Somebody who likes to code

Google processes tens of thousands of code changes every day across a codebase of hundreds of millions of lines. The secret isn't magic tooling — it's a documented, principled approach to code review that any team can adopt.

In 2019, Google open-sourced its internal Engineering Practices documentation — the same guides used by its 25,000+ engineers. This article distills those principles into an actionable playbook, adapted for teams using GitHub Pull Requests (PRs) instead of Google's internal "Change Lists" (CLs).


Key Terminology

Before diving in, here's how Google's internal vocabulary maps to standard GitHub terms:

Google term GitHub / common equivalent
CL (Change List) Pull Request (PR)
LGTM Approve / "Looks Good To Me"
Nit Minor, non-blocking comment
Critique / Gerrit GitHub PR interface
Readability review Language-specific style approval

The One Overriding Principle

Every rule in Google's guide flows from one foundational idea:

Approve a PR once it definitely improves the overall code health of the system — even if it isn't perfect. There is no such thing as perfect code. There is only better code.

This is a deliberate counterweight to two failure modes:

  • Reviewers who block PRs over minor style preferences.

  • Reviewers who approve anything to avoid conflict.

The standard is not "does this code meet my ideal?" but rather "does this move the codebase forward?" The reviewer owns a stake in that outcome — they share responsibility for code health with the author.


What to Look for in Every PR

Google's guide identifies eight review dimensions. These are ordered by priority — design and functionality matter far more than style.

1. Design (highest priority)

Is the code well-designed and appropriate for the system? Does the approach fit the existing architecture?

Ask yourself: Would you have designed this differently? If so, is your way clearly better, or just different?

2. Functionality

Does the code behave as the author intended? Is the behavior actually good for users?

// Example: reviewer checks edge cases the author may have missed

public User GetUser(int userId)
{
    // What happens when userId is 0 or negative?
    // What if the DB returns multiple rows?
    return _db.Query<User>("SELECT * FROM Users WHERE Id = @id", new { id = userId });
}

3. Complexity

Could the code be simpler? Will another developer easily understand and use it six months from now?

"Complexity is expensive. Simplicity scales."

Watch for: over-engineering, unnecessary abstractions, and clever tricks that are hard to follow.

4. Tests

Are there correct, well-designed automated tests? Do they cover the important cases, including edge cases and failure paths?
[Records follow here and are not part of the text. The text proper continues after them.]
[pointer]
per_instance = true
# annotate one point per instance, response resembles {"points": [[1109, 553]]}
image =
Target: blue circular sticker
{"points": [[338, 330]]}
Note: reviewers do not manually test functionality — that is the author's responsibility. Reviewers evaluate whether the tests themselves are correct and sufficient.

5. Naming

Did the developer choose clear names for variables, classes, methods, and files?

// Bad naming
public List<Dictionary<string, object>> Proc(List<Dictionary<string, object>> d, string f)
{
    return d.Where(x => (int)x[f] > 0).ToList();
}

// Good naming
public List<Dictionary<string, object>> FilterPositiveEntries(
    List<Dictionary<string, object>> dataset, string fieldName)
{
    return dataset.Where(entry => (int)entry[fieldName] > 0).ToList();
}

6. Comments

Are comments clear, useful, and explaining why rather than what?
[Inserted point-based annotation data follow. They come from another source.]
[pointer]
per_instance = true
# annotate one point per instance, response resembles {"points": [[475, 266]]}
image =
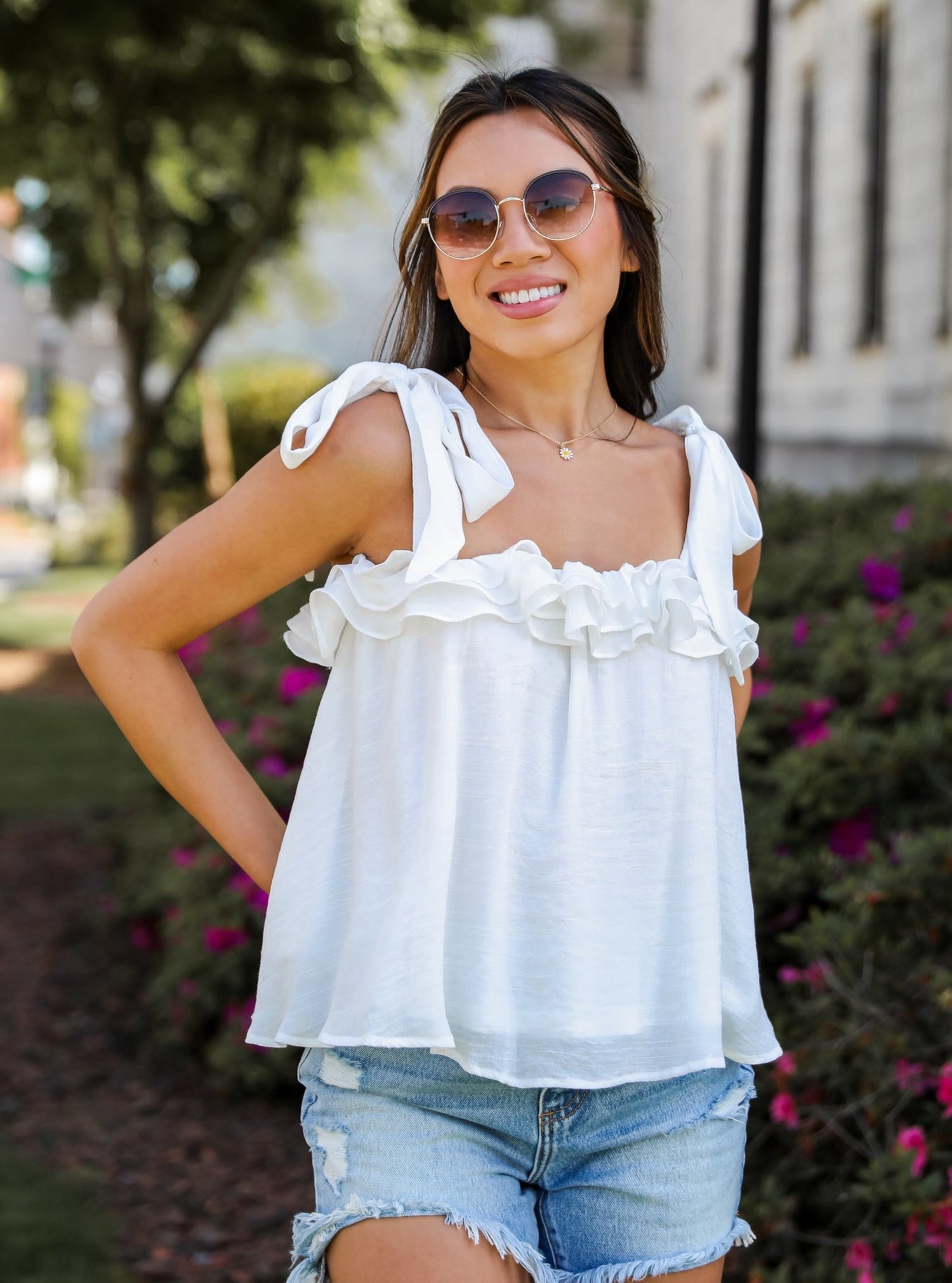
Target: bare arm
{"points": [[270, 529], [746, 568]]}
// Bad comment — explains the "what", which is already obvious from the code
// Loop through users and increment counter
foreach (var user in users)
{
    counter++;
}

// Good comment — explains the "why"
// We count active users separately from total to exclude soft-deleted accounts,
// which still appear in the Users table with Status = "Deleted".
foreach (var user in users)
{
    if (user.Status == UserStatus.Active)
        activeCount++;
}

7. Style

Does the code follow the team's style guide? Style is the lowest priority — it should never block a PR unless it violates a written standard.

8. Documentation (lowest priority)

Are READMEs, changelogs, and API docs updated to match the change? Documentation updates must be in the same PR — not deferred to a follow-up.
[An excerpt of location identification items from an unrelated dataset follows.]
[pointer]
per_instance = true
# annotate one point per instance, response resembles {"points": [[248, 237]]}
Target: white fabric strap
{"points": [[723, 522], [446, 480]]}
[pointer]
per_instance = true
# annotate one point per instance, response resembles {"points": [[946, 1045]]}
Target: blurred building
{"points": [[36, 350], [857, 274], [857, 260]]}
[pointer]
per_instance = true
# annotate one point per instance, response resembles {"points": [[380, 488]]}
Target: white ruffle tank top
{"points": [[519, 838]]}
How to Navigate a PR: The 3-Step Approach

Google's guide provides a concrete reading order that avoids getting lost in line-by-line details before understanding the big picture.

Step 1 — Read the description

Understand the intent. Does the PR description explain what problem this solves and why this approach was chosen?

Step 2 — Find and review the main files first

Identify the files with the most logical changes. Review those for design issues before reading anything else.

If there is a major design flaw in the core files, a large portion of the remaining code will be rewritten anyway. Catching this early saves everyone's time.

Step 3 — Review remaining files

After confirming no major design problems exist, go through the remaining files in order.

Bonus tip: Read the tests before the implementation. Tests describe what the code is supposed to do — they give you a mental model before you see the business logic.


Writing Review Comments That Actually Help

The quality of a comment determines whether a review is productive or demoralizing. Google's guide is explicit: comment on the code, never on the developer.

Use comment prefixes to signal intent

Prefix Meaning
Nit: Minor polish — not a blocker. The author can ignore it.
Optional: A suggestion worth considering, but not required for approval.
FYI: Informational only. No action required.
(no prefix) A required change. Blocking feedback. Always explain why.

Show the principle, not just the fix

Unhelpful:

Change this to use a map.

Actionable:

This loop is O(n²). Using a map here would make the lookup O(1),
which matters at the volume this function is called.
See the same pattern in payments/utils.go:47.

The better comment explains the engineering principle. The developer learns a pattern they'll apply in future PRs — not just a one-time fix. Code review is also a mentoring channel.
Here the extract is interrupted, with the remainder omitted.